Bank trade groups are fuming over a proposed amendment to the agricultural appropriations bill that they say would unfairly broaden the authority of the rival Farm Credit System.
The proposal, introduced by Sen. Tom Harkin, D-Iowa, would transfer the lending and investment powers of a government-funded company -- Alternative Agricultural Research and Commercialization Corp. -- to a Farm Credit System lender, Denver-based CoBank.
Alternative Agricultural Research and Commercialization Corp. invests equity capital in ventures and also lends money to them. Banking associations fear that giving authority over the corporation to the quasi-governmental CoBank would give CoBank an advantage over private-sector agricultural banks in competing for loan business.
"This deal really smells," said John Blanchfield, manager of agricultural banking and rural development at the American Bankers Association. "CoBank wants this authority really bad, and that disturbs me because this appears to be a major expansion of the Farm Credit System."
CoBank officials say the Harkin amendment should not rankle banking groups because, unlike other Farm Credit System lenders, CoBank does not compete directly with community banks. Instead, they say, CoBank finances grain elevators and agricultural cooperatives, the bulk of which have credit needs that exceed the lending limits of most small banks.
"Community banks need to look at this proposal and ask themselves when the last time was that they lost a deal to CoBank," said Jack Cassidy, a CoBank senior vice president.
Funded by the U.S. Department of Agriculture, Alternative Agricultural Research and Commercialization Corp. invests capital in companies that search for nonfood uses of agricultural commodities. These could include producing ethanol, a corn fuel, or making particle board and plastic substitutes from grains. CoBank, with $22 billion of assets, said that if the Harkin amendment passes it plans to broaden its investment program to include more mainstream producers.

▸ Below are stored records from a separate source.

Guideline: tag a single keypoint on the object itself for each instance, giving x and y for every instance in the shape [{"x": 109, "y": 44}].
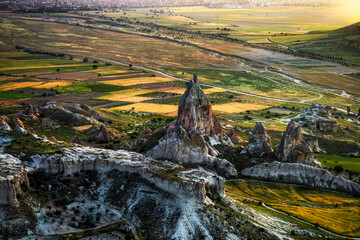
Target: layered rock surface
[
  {"x": 187, "y": 140},
  {"x": 301, "y": 174},
  {"x": 12, "y": 176},
  {"x": 259, "y": 144}
]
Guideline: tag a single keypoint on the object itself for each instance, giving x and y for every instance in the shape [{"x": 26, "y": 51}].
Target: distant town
[{"x": 74, "y": 5}]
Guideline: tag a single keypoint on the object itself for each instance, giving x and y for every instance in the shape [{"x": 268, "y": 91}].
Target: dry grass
[
  {"x": 213, "y": 90},
  {"x": 82, "y": 128},
  {"x": 67, "y": 75},
  {"x": 16, "y": 85},
  {"x": 126, "y": 94},
  {"x": 136, "y": 81},
  {"x": 148, "y": 107},
  {"x": 52, "y": 84},
  {"x": 177, "y": 90},
  {"x": 344, "y": 220},
  {"x": 235, "y": 107}
]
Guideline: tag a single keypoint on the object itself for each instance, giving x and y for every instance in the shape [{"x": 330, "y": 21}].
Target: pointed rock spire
[{"x": 195, "y": 114}]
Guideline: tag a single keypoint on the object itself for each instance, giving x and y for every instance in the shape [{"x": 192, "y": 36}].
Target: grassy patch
[
  {"x": 14, "y": 95},
  {"x": 331, "y": 161}
]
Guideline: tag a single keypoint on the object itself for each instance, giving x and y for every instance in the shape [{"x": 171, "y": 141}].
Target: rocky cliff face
[
  {"x": 188, "y": 139},
  {"x": 301, "y": 174},
  {"x": 259, "y": 144},
  {"x": 12, "y": 176},
  {"x": 293, "y": 149}
]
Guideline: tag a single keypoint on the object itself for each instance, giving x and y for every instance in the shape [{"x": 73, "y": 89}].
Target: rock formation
[
  {"x": 18, "y": 122},
  {"x": 187, "y": 140},
  {"x": 12, "y": 175},
  {"x": 259, "y": 144},
  {"x": 31, "y": 130},
  {"x": 235, "y": 139},
  {"x": 103, "y": 135},
  {"x": 301, "y": 174},
  {"x": 317, "y": 118},
  {"x": 146, "y": 133},
  {"x": 76, "y": 140},
  {"x": 6, "y": 127},
  {"x": 293, "y": 149}
]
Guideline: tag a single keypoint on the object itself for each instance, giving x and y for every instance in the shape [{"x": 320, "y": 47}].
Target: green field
[{"x": 337, "y": 212}]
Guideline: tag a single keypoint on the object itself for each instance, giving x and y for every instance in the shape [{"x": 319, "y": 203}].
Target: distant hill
[{"x": 343, "y": 43}]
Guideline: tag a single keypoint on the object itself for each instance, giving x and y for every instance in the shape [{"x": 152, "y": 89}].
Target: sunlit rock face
[
  {"x": 293, "y": 149},
  {"x": 301, "y": 174},
  {"x": 188, "y": 139}
]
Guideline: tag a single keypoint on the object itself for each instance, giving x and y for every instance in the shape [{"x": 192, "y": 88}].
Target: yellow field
[
  {"x": 235, "y": 107},
  {"x": 213, "y": 90},
  {"x": 136, "y": 81},
  {"x": 16, "y": 85},
  {"x": 52, "y": 84},
  {"x": 148, "y": 107},
  {"x": 82, "y": 128},
  {"x": 177, "y": 90},
  {"x": 344, "y": 220},
  {"x": 125, "y": 94},
  {"x": 338, "y": 212}
]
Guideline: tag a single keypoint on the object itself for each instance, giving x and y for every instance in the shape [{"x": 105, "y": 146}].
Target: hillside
[{"x": 341, "y": 43}]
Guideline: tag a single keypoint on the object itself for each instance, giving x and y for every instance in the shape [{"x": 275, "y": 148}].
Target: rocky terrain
[{"x": 190, "y": 139}]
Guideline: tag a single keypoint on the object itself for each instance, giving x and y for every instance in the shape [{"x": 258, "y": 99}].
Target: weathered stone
[
  {"x": 259, "y": 144},
  {"x": 103, "y": 135},
  {"x": 31, "y": 130},
  {"x": 146, "y": 132},
  {"x": 12, "y": 176},
  {"x": 6, "y": 127},
  {"x": 187, "y": 140},
  {"x": 293, "y": 149},
  {"x": 18, "y": 122},
  {"x": 19, "y": 129},
  {"x": 301, "y": 174},
  {"x": 76, "y": 140},
  {"x": 235, "y": 139},
  {"x": 52, "y": 139}
]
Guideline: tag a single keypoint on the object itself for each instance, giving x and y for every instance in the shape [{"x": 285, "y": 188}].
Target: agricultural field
[
  {"x": 336, "y": 212},
  {"x": 182, "y": 61}
]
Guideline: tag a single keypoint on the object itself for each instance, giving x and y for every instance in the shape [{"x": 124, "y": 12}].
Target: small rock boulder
[
  {"x": 18, "y": 122},
  {"x": 103, "y": 135},
  {"x": 31, "y": 130},
  {"x": 259, "y": 144},
  {"x": 293, "y": 149},
  {"x": 235, "y": 139},
  {"x": 76, "y": 140},
  {"x": 52, "y": 139},
  {"x": 6, "y": 127},
  {"x": 146, "y": 133}
]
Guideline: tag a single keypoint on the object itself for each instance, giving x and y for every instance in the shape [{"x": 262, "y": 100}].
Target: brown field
[
  {"x": 126, "y": 94},
  {"x": 82, "y": 128},
  {"x": 177, "y": 90},
  {"x": 137, "y": 81},
  {"x": 52, "y": 84},
  {"x": 16, "y": 85},
  {"x": 148, "y": 107},
  {"x": 323, "y": 77},
  {"x": 213, "y": 90},
  {"x": 236, "y": 107},
  {"x": 68, "y": 75}
]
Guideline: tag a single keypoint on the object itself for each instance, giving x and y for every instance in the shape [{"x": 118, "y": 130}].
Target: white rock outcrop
[
  {"x": 298, "y": 173},
  {"x": 12, "y": 176}
]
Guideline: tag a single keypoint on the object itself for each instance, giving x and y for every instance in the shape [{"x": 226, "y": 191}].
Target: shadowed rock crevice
[{"x": 188, "y": 139}]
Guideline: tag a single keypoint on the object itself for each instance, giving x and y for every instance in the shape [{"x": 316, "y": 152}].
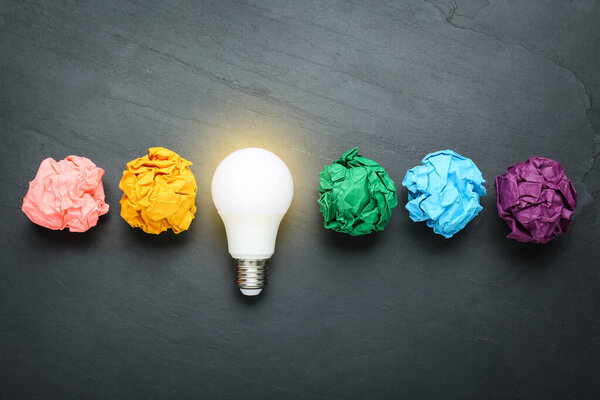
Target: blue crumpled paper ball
[{"x": 444, "y": 191}]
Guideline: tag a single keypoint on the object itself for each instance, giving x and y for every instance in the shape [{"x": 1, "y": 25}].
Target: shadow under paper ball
[{"x": 343, "y": 241}]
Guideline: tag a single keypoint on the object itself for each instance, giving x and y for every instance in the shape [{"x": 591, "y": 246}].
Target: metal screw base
[{"x": 251, "y": 275}]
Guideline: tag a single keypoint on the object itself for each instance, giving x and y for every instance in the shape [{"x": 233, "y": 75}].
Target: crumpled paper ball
[
  {"x": 356, "y": 195},
  {"x": 536, "y": 199},
  {"x": 66, "y": 194},
  {"x": 444, "y": 191},
  {"x": 159, "y": 192}
]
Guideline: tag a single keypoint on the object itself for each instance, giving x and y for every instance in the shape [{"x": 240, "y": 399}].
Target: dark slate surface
[{"x": 115, "y": 313}]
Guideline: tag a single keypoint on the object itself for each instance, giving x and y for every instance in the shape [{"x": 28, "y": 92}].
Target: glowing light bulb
[{"x": 252, "y": 190}]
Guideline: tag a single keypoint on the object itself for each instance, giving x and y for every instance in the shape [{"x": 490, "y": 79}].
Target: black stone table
[{"x": 118, "y": 314}]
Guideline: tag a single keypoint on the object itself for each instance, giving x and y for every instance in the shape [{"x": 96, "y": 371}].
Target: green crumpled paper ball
[{"x": 356, "y": 195}]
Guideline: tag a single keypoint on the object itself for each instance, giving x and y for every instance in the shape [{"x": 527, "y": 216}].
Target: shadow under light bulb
[{"x": 252, "y": 190}]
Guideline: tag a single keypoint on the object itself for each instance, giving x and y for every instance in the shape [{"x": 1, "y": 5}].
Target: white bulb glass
[{"x": 252, "y": 190}]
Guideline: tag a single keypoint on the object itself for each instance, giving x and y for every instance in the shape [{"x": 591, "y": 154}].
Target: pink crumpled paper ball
[{"x": 66, "y": 194}]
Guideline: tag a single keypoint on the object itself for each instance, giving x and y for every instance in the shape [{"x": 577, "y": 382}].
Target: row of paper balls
[{"x": 356, "y": 195}]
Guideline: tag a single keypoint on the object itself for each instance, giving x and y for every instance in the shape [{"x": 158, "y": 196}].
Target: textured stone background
[{"x": 115, "y": 313}]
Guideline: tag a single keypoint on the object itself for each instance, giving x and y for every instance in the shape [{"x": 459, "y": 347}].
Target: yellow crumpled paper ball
[{"x": 159, "y": 192}]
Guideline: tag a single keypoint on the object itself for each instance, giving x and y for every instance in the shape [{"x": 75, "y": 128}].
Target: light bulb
[{"x": 252, "y": 190}]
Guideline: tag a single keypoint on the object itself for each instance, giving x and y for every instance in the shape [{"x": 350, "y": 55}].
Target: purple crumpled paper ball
[{"x": 536, "y": 199}]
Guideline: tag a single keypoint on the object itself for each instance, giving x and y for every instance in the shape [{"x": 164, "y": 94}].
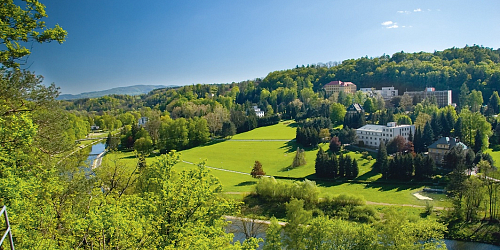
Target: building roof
[
  {"x": 379, "y": 128},
  {"x": 373, "y": 128},
  {"x": 340, "y": 83},
  {"x": 452, "y": 142},
  {"x": 355, "y": 107}
]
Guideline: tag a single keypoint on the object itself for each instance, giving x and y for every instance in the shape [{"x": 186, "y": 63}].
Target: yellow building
[{"x": 338, "y": 86}]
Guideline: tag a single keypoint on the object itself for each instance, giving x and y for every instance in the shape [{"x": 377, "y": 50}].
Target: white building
[
  {"x": 258, "y": 112},
  {"x": 443, "y": 98},
  {"x": 372, "y": 135},
  {"x": 386, "y": 92}
]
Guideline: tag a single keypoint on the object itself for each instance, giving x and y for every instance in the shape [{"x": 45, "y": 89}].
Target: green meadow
[{"x": 274, "y": 148}]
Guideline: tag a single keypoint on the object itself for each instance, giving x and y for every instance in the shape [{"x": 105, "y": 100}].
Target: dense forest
[{"x": 56, "y": 201}]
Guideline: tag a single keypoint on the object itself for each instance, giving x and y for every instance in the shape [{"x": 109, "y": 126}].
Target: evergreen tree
[
  {"x": 382, "y": 161},
  {"x": 299, "y": 159},
  {"x": 418, "y": 163},
  {"x": 494, "y": 104},
  {"x": 333, "y": 166},
  {"x": 478, "y": 142},
  {"x": 257, "y": 170},
  {"x": 335, "y": 145},
  {"x": 463, "y": 99},
  {"x": 341, "y": 165},
  {"x": 436, "y": 126},
  {"x": 321, "y": 163},
  {"x": 446, "y": 124},
  {"x": 418, "y": 142},
  {"x": 354, "y": 169},
  {"x": 428, "y": 135},
  {"x": 457, "y": 131}
]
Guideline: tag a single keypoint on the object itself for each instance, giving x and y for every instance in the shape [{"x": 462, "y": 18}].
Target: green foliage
[
  {"x": 299, "y": 159},
  {"x": 257, "y": 171},
  {"x": 281, "y": 191},
  {"x": 347, "y": 207},
  {"x": 470, "y": 123},
  {"x": 22, "y": 24},
  {"x": 337, "y": 113},
  {"x": 273, "y": 236}
]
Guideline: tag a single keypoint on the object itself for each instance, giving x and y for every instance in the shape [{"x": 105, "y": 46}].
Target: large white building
[
  {"x": 372, "y": 135},
  {"x": 443, "y": 98},
  {"x": 258, "y": 112},
  {"x": 386, "y": 92}
]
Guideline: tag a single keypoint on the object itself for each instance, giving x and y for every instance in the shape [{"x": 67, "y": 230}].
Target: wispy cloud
[{"x": 390, "y": 25}]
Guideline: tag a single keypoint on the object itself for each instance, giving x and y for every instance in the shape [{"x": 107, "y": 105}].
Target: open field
[{"x": 277, "y": 156}]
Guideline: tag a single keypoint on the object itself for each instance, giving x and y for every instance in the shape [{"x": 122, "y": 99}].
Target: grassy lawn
[
  {"x": 384, "y": 193},
  {"x": 283, "y": 131},
  {"x": 277, "y": 156}
]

Banking groups fear that would give CoBank a competitive edge because customers could borrow money and raise equity capital at one location -- meaning they would be less inclined to apply for loans at their banks. They also worry that the Harkin amendment, if passed, would prompt other Farm Credit banks to enter businesses that stray from their stated missions.
Sen. Harkin has not yet introduced the amendment in the Agriculture Committee. Nevertheless, the proposal is expected to move quickly because the appropriations bill to which it would be attached is for the government's new fiscal year, which began today.
Moreover, Alternative Agricultural Research and Commercialization Corp., which received a $42 million appropriation, is expected to have its funding cut off in the next couple of months because a law passed in 1996 dictates that it be privatized or turned over to a government-sponsored enterprise this year.
"This issue needs more scrutiny," said Mark Scanlan, agricultural affairs director at the Independent Community Bankers of America. "There are too many potential implications that need to be dealt with in a short time."
The Farm Credit Administration, which regulates the nation's roughly 200 Farm Credit System lenders, has not taken a stand on the Harkin amendment because it does not yet know enough about the proposal, spokesman Mark McBeth said.
"We're attempting to research this as quickly as possible because we don't know how long this will be in committee," Mr. McBeth said. "The appropriations bill could take a while, or it could move forward very quickly."